Basic electronic components are abundant at work...wires, switches, photocells, SCR's etc.

We have basic ceiling tires at work. When my supervisor sits, or does something at his desk...I want a tile to lift and a box of super fine paper shredding to get dumped on him.

I'm fine with a couple servos and some fishing line doing this, but what I can't figure out is a delay between the servos. So one can lift the tile, and the other can tip the container with the shreddings.

I'm also open to switch ideas. I have some photocells and SCR's I could use, but there's nothing guaranteeing that he's going to be in one spot. So I might put a microswitch on the bottom of his chair, for when he sits in it....maybe a pull switch, for when he pulls his chair out to sit in it...hmmm
 
I'm fine with a couple servos and some fishing line doing this, but what I can't figure out is a delay between the servos. So one can lift the tile, and the other can tip the container with the shreddings.

Ah yes... the elements of time and of sequence. Do A. Wait for B. Then do C.

For this to really work well, you will want to wait for the chair sensor, then activate the motor to raise the ceiling tile, then wait for the tile to open, then activate the motor to dump the confetti, then wait for some time for the confetti bin to empty, then reverse the motor on the bin, then wait for the bin to return to the initial position, then reverse the motor on the tile to close the tile, then stop.

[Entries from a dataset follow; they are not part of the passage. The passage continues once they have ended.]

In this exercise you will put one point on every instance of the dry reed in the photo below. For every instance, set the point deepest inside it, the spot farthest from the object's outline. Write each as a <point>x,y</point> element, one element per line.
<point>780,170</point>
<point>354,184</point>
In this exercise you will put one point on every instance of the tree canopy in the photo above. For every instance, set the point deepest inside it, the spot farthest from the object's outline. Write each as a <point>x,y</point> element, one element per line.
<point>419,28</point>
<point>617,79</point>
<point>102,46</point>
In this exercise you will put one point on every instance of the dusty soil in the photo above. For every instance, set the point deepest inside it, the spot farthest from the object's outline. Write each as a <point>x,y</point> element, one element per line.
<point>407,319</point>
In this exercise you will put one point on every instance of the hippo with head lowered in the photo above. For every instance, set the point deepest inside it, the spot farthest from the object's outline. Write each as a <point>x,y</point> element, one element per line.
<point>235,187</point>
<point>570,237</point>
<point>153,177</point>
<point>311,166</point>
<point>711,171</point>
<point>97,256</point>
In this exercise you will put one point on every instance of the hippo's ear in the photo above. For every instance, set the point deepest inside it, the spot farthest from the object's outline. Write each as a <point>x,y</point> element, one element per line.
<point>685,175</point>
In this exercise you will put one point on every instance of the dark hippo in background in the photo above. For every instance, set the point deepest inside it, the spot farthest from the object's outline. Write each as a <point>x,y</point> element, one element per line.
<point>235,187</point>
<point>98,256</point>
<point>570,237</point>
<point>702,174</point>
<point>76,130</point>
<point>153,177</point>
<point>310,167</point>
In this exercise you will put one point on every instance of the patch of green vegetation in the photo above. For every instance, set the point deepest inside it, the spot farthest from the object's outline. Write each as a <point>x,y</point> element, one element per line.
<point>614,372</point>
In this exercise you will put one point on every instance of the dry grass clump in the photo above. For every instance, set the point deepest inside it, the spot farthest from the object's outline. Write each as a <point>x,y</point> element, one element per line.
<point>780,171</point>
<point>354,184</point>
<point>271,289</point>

You can introduce simple time delays with time-delay relays. But the more complicated behavior described is best achieved with a PLC, programmable logic controller.
 
I was hoping to stay away from getting a controller. I'm assuming you're referring to something like an arduino board.
 
An arduino board is a microcontroller. It would be fun to learn on. But it's steep learning curve. It's also going to take work to interface it to your other components.

PLCs are not cheap -- except used on eBay. They do range in price considerably; what you need here is a very simple one which should be very inexpensive. They're easier to work with both to program and to interface. And, they are actually made for doing just this sort of thing.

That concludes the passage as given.